Il decreto legge n. 3/2021 ha prorogato al 16 marzo 2021 il termine per il primo versamento dell’imposta sui servizi digitali. Dunque, le società coinvolte, in realtà pochissime in Italia, avranno un mese in più a disposizione rispetto alla scadenza del 16 febbraio prevista dalla legge di bilancio dello scorso anno. Per la prima dichiarazione, relativa al 2020, da inviare all’Agenzia delle Entrate, ci sarà tempo fino al prossimo 30 aprile, anziché il 31 marzo. Il decreto fa slittare così, anche se solo per un mese, la web tax, introdotta nel nostro Paese dalla legge n. 145/2018, ma oggetto di ripetuti rilanci e frenate.

A convincere l’Esecutivo verso questo mini-rinvio, probabilmente, ha influito la necessità di avere il tempo per elaborare le oltre 40 proposte di attuazione inviate all’Agenzia delle Entrate da professionisti, associazioni di categoria ed operatori del settore dopo la messa in consultazione, da metà dicembre, dello schema per raccogliere proposte e osservazioni sull’imposta digitale ‘made in Italy’. Consultazione che si è conclusa la fine dell’anno.
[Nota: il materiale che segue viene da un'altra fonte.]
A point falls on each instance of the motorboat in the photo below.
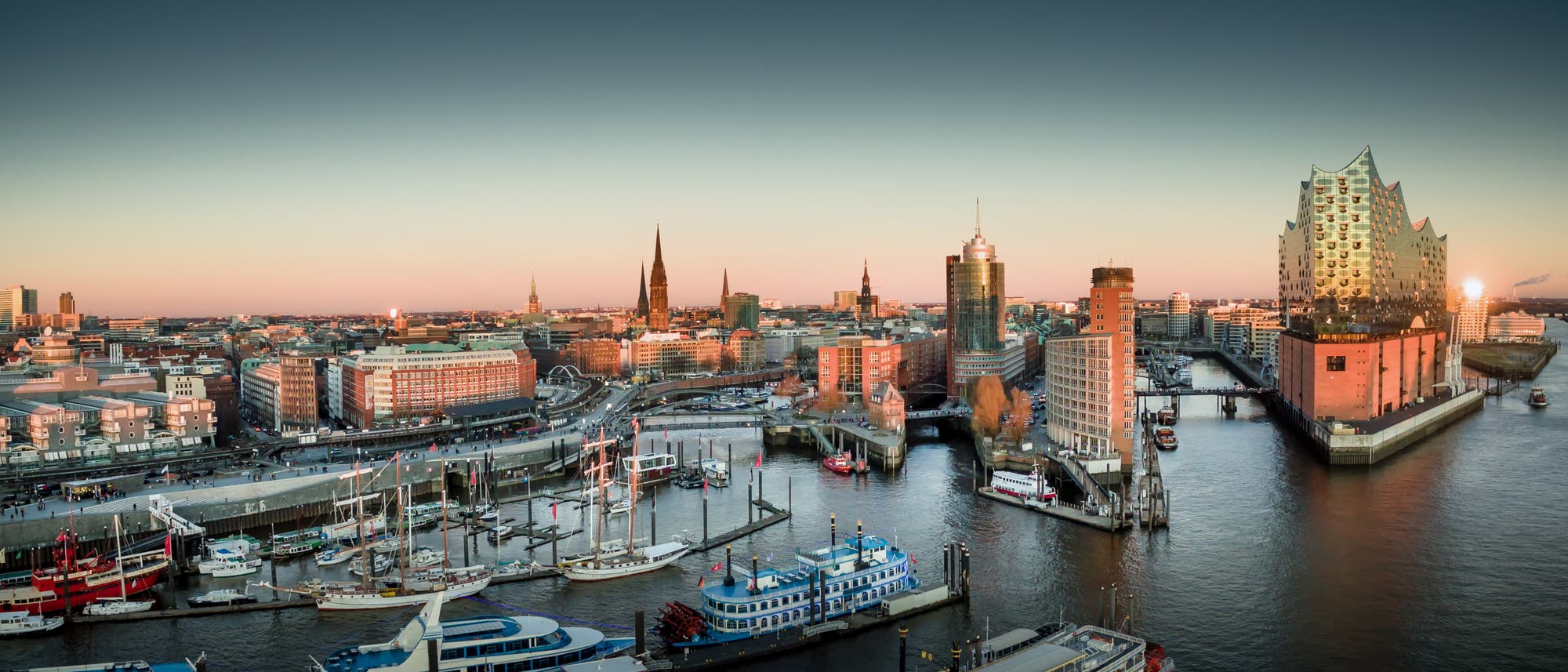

Il fisco ha tenuto conto dei suggerimenti pervenuti. Infatti, con il provvedimento del 15 gennaio 2021 firmato dal direttore dell’Agenzia delle Entrate, Ernesto Maria Ruffini, sono state definite le modalità applicative dell’imposta sui servizi digitali che prevede un’aliquota del 3% sui ricavi imponibili percepiti nell’anno solare al lordo dei costi sostenuti per la fornitura dei servizi digitali e al netto dell’Iva e di altre imposte indirette. Il provvedimento dispone le modalità di determinazione della base imponibile e dell’imposta, i criteri di collegamento con il territorio dello Stato, il versamento dell’imposta, gli adempimenti dichiarativi, gli obblighi strumentali e contabili.
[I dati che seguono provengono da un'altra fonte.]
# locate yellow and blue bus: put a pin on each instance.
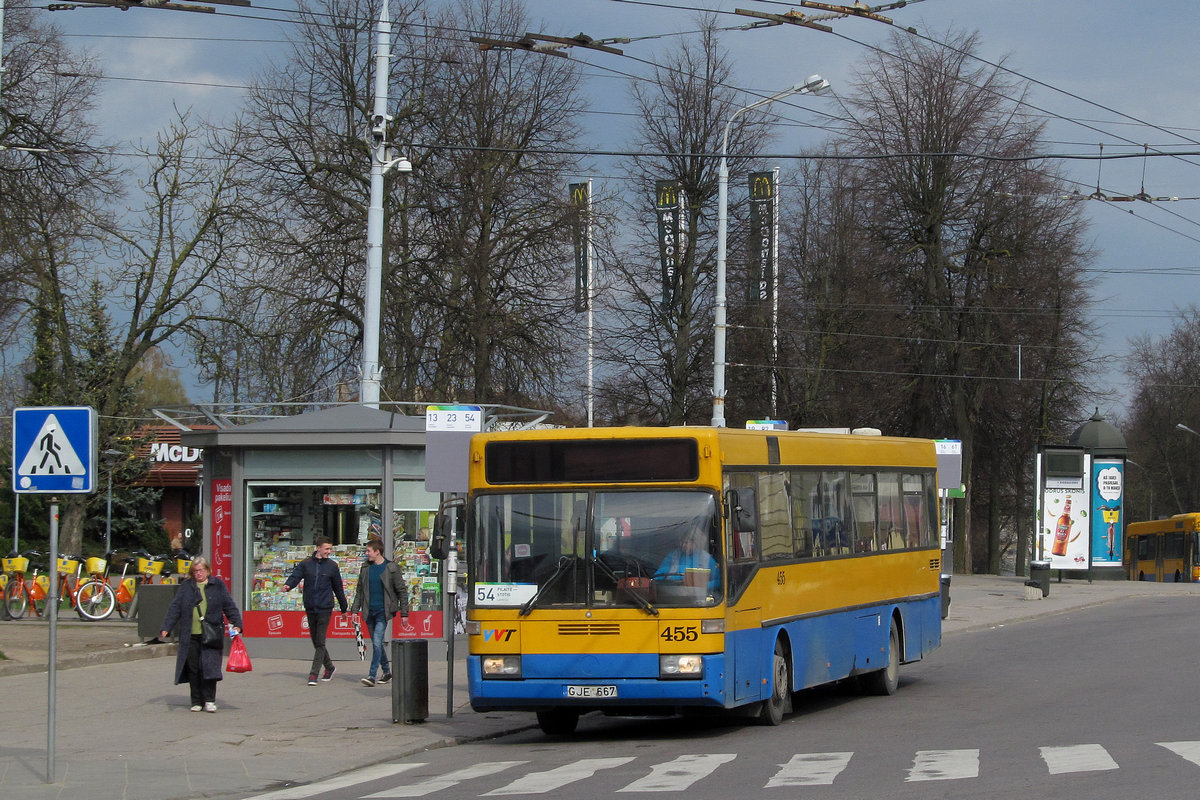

La digital tax all’italiana, in vigore dal 1°gennaio 2020, ha caratteristiche simili a quelle di altri Paesi. Si applica alla fornitura di servizi digitali e prevede un tributo del 3% sui ricavi ( digitali ) realizzati da imprese con oltre 750 milioni di euro di fatturato globale e, contemporaneamente, almeno 5,5 milioni di euro di ricavi realizzati in Italia, con esclusione di molti settori strategici come l’energia e la finanza. Il totale dei ricavi imponibili è determinato dal prodotto del totale dei ricavi ovunque realizzati da ciascun soggetto passivo dell’imposta per la percentuale rappresentativa della parte di tali servizi collegata al territorio dello Stato. Affinché un corrispettivo sia imponibile in Italia, è necessario che l’utente del servizio digitale sia localizzato nel territorio dello Stato, anche se ci sono molte varianti che il provvedimento elenca e descrive. Per determinare la localizzazione si può far ricorso all’indirizzo IP del dispositivo come pure agli strumenti che consentono la geolocalizzazione dei soggetti passivi d’imposta.

La web tax mette nel mirino le Big Tech statunitensi; il Rappresentante per il Commercio degli Stati Uniti d’America (Ustr) ha evidenziato che l’imposta sui servizi digitali italiana colpirà 43 società di cui 27 statunitensi, 3 italiane e le restanti 13 di altri Paesi. Per questo motivo Robert Lighthizer l’ha qualificata come discriminatoria e suscettibile di innescare rappresaglie commerciali. L’amministrazione federale a stelle e strisce, da tempo, si sta operando contro le digital tax adottate da vari Paesi in Europa e in Asia, minacciando l’imposizione di dazi doganali alle merci importate dagli Stati che, in attesa di una web tax in sede Ocse, hanno definito una propria imposta sui servizi digitali.
Per quest’anno il Governo italiano conta di incassare 780 milioni di euro dalla web tax.